If the Son sets you free, you will be free indeed~ John 8:36 NIV
First, I have an unwritten but firm rule against criticizing Christians and Christian leaders by name in my blog posts. On the rare occasion I do feel the need to say something critical I generally stick to criticizing positions, actions and ideas, rather than individual people. With one notable exception (that I still feel kind of bad about) I do not believe I have ever criticized another Christian by name in this blog. Personal attacks get clicks and generate Internet traffic but do not help me sleep at night.
For the record, I am really into sleeping at night.
Secondly, I am not much of a planner when it comes to writing. My typical “writing schedule” is as follows: The idea fairy comes calling sometime late Monday or early Tuesday. I begin writing on Tuesday (sometimes Wednesday) and do my best to be done by Friday (sometimes it’s more like Saturday). I publish on Sunday night. Because I never really plan ahead, I rarely deviate from this timetable and once I start a blog I nearly always finish it without making major changes to the content.
I say all that to let you know that this week God changed the plan and I’m breaking my rule (sort of).
It all started late Wednesday when I read an article that got me so irked I was literally unable to continue with a post I had made significant progress on.
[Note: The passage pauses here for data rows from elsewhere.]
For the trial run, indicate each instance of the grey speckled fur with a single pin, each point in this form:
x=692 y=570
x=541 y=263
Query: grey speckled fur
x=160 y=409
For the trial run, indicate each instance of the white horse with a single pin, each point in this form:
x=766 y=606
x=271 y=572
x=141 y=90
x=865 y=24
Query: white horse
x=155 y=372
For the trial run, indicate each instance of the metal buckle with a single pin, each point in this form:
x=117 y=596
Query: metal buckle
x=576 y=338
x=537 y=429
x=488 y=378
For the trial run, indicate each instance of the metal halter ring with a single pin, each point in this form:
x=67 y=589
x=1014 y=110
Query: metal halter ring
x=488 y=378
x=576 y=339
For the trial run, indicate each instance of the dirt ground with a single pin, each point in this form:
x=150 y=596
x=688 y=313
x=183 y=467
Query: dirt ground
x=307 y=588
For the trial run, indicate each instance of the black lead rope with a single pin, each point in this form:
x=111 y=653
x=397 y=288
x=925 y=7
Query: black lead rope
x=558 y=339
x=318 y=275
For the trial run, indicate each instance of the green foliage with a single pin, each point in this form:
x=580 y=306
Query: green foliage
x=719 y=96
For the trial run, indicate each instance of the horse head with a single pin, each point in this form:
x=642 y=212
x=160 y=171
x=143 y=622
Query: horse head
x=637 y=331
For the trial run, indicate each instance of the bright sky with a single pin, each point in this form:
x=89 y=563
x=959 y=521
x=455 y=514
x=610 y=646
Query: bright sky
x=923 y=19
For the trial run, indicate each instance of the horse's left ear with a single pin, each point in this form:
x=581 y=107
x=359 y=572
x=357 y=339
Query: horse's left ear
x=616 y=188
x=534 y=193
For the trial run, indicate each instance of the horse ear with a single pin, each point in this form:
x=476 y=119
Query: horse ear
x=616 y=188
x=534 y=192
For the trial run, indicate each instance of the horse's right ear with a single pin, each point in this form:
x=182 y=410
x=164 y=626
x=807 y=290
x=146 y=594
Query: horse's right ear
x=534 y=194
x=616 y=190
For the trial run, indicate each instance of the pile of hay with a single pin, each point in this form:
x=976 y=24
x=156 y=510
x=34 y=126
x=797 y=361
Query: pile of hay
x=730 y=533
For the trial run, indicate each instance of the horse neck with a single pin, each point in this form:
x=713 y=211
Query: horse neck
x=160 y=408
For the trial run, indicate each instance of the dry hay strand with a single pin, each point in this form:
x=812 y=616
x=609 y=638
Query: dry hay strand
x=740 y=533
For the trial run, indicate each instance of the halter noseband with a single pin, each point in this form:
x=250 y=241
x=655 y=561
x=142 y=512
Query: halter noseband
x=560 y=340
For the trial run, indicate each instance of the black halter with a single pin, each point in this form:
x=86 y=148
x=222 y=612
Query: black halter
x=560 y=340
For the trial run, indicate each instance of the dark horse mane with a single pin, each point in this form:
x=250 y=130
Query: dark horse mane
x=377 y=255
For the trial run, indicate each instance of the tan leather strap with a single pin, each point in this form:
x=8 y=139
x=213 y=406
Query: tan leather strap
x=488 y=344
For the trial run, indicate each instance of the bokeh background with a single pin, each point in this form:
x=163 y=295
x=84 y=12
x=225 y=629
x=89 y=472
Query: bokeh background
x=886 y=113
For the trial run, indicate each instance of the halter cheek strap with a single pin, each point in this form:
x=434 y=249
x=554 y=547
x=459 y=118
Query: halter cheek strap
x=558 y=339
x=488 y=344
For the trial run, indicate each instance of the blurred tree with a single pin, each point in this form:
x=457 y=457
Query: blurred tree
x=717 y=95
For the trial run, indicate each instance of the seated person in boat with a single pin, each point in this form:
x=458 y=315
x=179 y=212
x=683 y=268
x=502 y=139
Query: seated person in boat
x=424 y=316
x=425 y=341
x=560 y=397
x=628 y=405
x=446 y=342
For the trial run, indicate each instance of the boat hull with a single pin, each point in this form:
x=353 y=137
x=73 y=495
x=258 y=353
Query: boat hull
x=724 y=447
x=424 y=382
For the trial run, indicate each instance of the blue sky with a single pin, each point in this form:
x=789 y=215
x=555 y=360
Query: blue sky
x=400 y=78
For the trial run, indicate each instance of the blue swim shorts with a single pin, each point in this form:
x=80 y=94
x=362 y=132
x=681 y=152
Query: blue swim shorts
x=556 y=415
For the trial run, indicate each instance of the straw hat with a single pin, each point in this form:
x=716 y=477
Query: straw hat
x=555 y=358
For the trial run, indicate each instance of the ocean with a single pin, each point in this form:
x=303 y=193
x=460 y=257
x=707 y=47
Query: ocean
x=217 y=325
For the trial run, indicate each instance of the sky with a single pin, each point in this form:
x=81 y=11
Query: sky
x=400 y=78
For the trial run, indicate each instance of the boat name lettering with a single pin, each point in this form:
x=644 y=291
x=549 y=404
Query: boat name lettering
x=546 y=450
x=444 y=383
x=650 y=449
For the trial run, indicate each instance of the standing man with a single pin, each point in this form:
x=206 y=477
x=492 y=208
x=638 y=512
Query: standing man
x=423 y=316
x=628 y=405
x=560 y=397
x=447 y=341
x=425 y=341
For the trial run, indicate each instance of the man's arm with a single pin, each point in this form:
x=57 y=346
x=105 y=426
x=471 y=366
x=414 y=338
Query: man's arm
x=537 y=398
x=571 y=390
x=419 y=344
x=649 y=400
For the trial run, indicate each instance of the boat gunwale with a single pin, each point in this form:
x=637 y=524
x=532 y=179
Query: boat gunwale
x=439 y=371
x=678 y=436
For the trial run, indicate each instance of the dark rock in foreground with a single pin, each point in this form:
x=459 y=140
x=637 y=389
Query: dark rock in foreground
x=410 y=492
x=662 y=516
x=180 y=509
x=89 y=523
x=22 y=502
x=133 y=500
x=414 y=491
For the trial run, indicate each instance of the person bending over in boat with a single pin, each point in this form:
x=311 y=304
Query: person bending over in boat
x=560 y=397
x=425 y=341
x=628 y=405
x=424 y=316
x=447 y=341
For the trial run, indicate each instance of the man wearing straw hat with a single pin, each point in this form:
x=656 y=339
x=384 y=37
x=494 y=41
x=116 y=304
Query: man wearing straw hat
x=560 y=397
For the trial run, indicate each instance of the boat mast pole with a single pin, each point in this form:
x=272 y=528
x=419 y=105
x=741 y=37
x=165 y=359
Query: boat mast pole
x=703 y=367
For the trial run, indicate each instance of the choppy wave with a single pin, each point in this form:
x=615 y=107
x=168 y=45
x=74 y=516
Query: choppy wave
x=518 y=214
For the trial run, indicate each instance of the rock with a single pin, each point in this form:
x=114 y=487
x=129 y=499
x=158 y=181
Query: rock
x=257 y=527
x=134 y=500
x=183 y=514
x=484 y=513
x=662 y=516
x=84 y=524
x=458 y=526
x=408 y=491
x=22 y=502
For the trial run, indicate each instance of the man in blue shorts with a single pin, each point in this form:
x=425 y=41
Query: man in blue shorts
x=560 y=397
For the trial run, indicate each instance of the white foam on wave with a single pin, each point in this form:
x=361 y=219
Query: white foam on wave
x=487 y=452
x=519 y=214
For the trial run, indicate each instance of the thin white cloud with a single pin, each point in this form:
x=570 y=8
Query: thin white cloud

The writer of said article is a fairly well known Pastor with a large church that I will not name here (on account of the rule). I will sort of break the rule by giving you the title of the article: Can Christians Eliminate Same-Sex Attraction Feelings?
My issue is not with the premise of the article.
Whether or not Christians can successfully eliminate same-sex feelings is a valid question. A question worthy of theological discussion and a well thought out and prayerful answer. My issue is with the answer the author claims to give to those who are grappling with this painful emotional, spiritual and theological question.
He leaves them hanging.
He tells men and women struggling with same-sex attractions that he knows for a fact that they can control their behavior and remain celibate if they really want to (true). However, he makes it clear that he believes feelings are an altogether different animal. He tells them that flat out that it may or may not be possible to change their feelings.
He ends the article with a flaccid “I don’t know” and “what do you think” addressed to the reader of said article.
If this guy is telling the truth about what goes on in his counseling sessions (I pray he’s not), then he just owned-up to a heartless form of spiritual malpractice. Leaving a confused and hurting person to decide for him or herself whether or not they have any hope for real and lasting change is at least fifty different kinds of wrong.
It’s become a popular play on the Socratic method of teaching for spiritual leaders to ask hard questions in both private and public forums and then not to give answers to those questions. Challenging folks to draw their own conclusions about tough questions is an entertaining exercise that works well with pimply-faced young students in an Intro to Theology class. However, it is clearly not the job of a spiritual leader (Acts 20:28, 1st Peter 5:1-4).
The job of a spiritual leader is to lead people to the God who brings freedom from the sinful thoughts and feelings that inevitably lead to sinful actions and behaviors (Matthew 5:28). It is the job of a pastor (shepherd) to teach hurting men and women the truths clearly laid out in Scripture and then to walk them through the steps necessary to get free from whatever sinful bondage they have gotten themselves tangled up in (Hebrews 12:1).
The Bible is clear that freedom from sinful bondage is possible, but not necessarily easy (Romans 6:22-23, Galatians 5:1). There is no tea we can drink or magical formula we can follow to eliminate same-sex attraction or any other sinful desire (sorry).
Freedom from bondage requires effort on our part. The work begins with repentance (a change in our thinking) but also has to include a change in our behaviors and habits (Philippians 2:12). To be completely free from bondage we must train our hearts and minds to think differently about life and sin so that we eventually start to see things the way God sees things. (2nd Corinthians 10:5, Romans 12:2).
Christian leaders are called to give confused and hurting people the hope the gospel offers. If they can’t (or won’t) they should get out of the game.